A sudden fire at BYD’s Shenzhen campus raises fresh concerns over safety and stability as the EV giant battles slowing domestic growth and rising global ambitions.
A fire at a multi story garage used to store test vehicles and scrapped units at BYD’s campus has been fully extinguished, with no casualties reported. The incident, though contained swiftly, has triggered widespread attention around the Chinese electric vehicle giant and its operational safety.
BYD’s shares listed in Hong Kong slipped slightly following the news, falling 0.91 percent to HK$109.3 at the time of reporting. The market reaction, while not severe, reflects investor sensitivity to any disruption involving one of China’s leading new energy vehicle manufacturers.
The fire broke out early Tuesday morning at a dedicated garage facility located within BYD’s Pingshan campus in Shenzhen. According to the company’s response to media inquiries, the building was specifically used for storing test vehicles and scrapped cars, indicating that no active production units were affected.
In an official statement, BYD confirmed that firefighters successfully extinguished the blaze and emphasized that no injuries or casualties occurred. The company moved quickly to reassure stakeholders, highlighting that the incident was contained without broader impact on operations.
Local fire authorities in Shenzhen’s Pingshan district later confirmed that emergency teams were dispatched promptly, arriving at the scene at 2:48 am Beijing time. Their rapid response played a crucial role in preventing the fire from escalating further within the facility.

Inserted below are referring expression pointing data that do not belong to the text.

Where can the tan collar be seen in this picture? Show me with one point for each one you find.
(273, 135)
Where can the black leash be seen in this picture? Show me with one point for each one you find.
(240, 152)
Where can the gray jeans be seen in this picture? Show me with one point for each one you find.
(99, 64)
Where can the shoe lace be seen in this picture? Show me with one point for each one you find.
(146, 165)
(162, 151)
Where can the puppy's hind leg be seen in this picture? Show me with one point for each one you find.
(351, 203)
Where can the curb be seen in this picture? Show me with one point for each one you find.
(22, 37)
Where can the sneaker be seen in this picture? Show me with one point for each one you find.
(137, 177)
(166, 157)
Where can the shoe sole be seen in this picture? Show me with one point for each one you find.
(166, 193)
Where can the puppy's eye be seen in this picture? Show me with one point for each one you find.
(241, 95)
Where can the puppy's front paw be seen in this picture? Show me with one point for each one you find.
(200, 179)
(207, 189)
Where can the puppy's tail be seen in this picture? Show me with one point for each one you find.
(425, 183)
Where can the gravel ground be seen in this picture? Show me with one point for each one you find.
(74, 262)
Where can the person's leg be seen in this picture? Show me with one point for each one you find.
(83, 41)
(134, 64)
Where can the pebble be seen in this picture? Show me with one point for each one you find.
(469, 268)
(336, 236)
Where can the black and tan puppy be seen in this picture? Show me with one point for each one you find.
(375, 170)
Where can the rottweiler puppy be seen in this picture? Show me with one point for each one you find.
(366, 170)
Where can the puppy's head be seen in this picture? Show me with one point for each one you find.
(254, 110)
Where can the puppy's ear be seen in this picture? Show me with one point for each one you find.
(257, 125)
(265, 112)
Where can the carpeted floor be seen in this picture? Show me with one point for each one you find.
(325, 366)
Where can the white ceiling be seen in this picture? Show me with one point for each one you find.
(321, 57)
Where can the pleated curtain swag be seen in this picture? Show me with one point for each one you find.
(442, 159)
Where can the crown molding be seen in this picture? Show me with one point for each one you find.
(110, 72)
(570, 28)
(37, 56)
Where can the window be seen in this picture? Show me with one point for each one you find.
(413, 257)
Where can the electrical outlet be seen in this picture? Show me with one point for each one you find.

Despite the swift containment, the timing of the incident comes at a sensitive period for BYD, which is currently navigating a complex phase of sales adjustment. The company reported March NEV sales of 300,222 units, marking a strong rebound of 57.85 percent compared to February figures.

However, the broader picture remains challenging. On a year on year basis, BYD’s total sales dropped 20.45 percent compared to the same period in 2025. This decline represents the seventh consecutive month of annual contraction, signaling mounting pressure after years of aggressive expansion and dominance in the EV market.
The Chinese new energy vehicle sector itself has entered a phase of intense competition. Automakers are aggressively pursuing market share through frequent discounts, promotions, and pricing strategies. This price war environment has significantly eroded profit margins across the industry.
BYD has not been immune to these pressures. The company recently disclosed that its full year net profit for 2025 declined by 19 percent year on year, reflecting the financial strain caused by ongoing competitive pricing and cost challenges.
Amid these domestic headwinds, BYD’s overseas performance continues to offer a strong counterbalance. The company reported a 65.12 percent surge in overseas sales in March, highlighting the growing importance of international markets in sustaining its growth trajectory.
Looking ahead, BYD’s management has set an ambitious export target of 1.5 million vehicles for 2026, up from a previous goal of 1.3 million. This strategic shift underscores the company’s increasing reliance on global expansion as a key driver of future revenue and stability.
While the garage fire incident did not result in injuries or major operational disruption, it arrives at a time when investor confidence, market competition, and global ambitions are all under intense scrutiny. For BYD, the coming months will be critical in balancing safety assurances, domestic challenges, and international growth opportunities.